The legal eagle referenced the Pickering v. Board of Education (1968) case in which a school teacher had been fired for complaining about the board of education in a letter to the editor of the local newspaper. The Supreme Court reversed the lower court’s ruling, saying that off-duty speech of public employees is protected up to the point where it interferes with the functionality of the employees’ organization.
DOCTOR OF PAPER HOT TAKE: Dear Lord… where to start…
First and foremost, I’m a huge fan of the First Amendment. The ability to say and do things that make other people uncomfortable is woven into the very fabric of our establishment as a country and a society. I don’t like the idea of people of any kind saying that something that is legal should lead to punitive consequences for an individual based on other people feeling “icky” about it.
I also don’t like the lack of due process afforded to Gow in this case. Like most things institutions do quickly behind closed doors in our society, Gow’s firing appears to be a railroading of a man who did his job but now makes us uncomfortable.
Second, this isn’t the first time that an institution has punished an employee for naked stuff. Brianna Copperage, a high school teacher in Missouri, was fired after word of her OnlyFans account got around to the school district. She was doing sexually explicit content on the site to augment her meager teacher pay and noted that nothing in the school’s charter prohibited her from doing so. (It also says something that she made more in a month from OnlyFans than she made the entire year teaching.)
A Colorado law enforcement officer was essentially canned after she was outed as a content provider on OnlyFans. Melissa Williams said she was forced to resign once her superiors found out about her sexually explicit content. A similar thing happened to Detroit police officer Janelle Zielinski and others I’m sure.
Look, I totally get the regents’ reaction to all of this, in that it probably freaked them out to find out one of the chancellors was online doing porn. And yes, he was DOING PORN.
(As much as I really, really, REALLY didn’t want to, the reporter in me forced myself to look at the one free, publicly available site noted in the news articles. I needed to see if a) the stuff was there, b) Gow was actually involved and c) was this actually porn or just some general weird “let’s talk about sex” stuff.
The answers are a) yes, b) yes and c) full-on, hard-core, oh-my-GOD-this-is-happening porn. There are days I really hate myself…)

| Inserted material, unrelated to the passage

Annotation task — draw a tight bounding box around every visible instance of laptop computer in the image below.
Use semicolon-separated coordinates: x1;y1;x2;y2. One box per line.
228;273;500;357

That said, there’s nothing requiring anyone else to go looking for this guy’s “greatest hits” album out there. If seeing this guy and his wife doing the nasty bothers you, don’t go and watch it. This is the same reason I’ve never been to a strip club. Aside from my awkwardness around people in general and the complete discomfort I imagine that kind of a place would give me, my greatest fear would be finding out that one of my students worked there. I imagine my reaction would be something like this:
The point is , the courts have drawn lines already that limit what the First Amendment does and doesn’t cover. If this guy were doing something illegal, if he were employed by a private company or if he were bogarting state funds to do this, we’d be in a different situation. However, it looks like the regents just tried to kill a fly with a sledgehammer and I’m going to be interested to see what the repercussions are for their actions.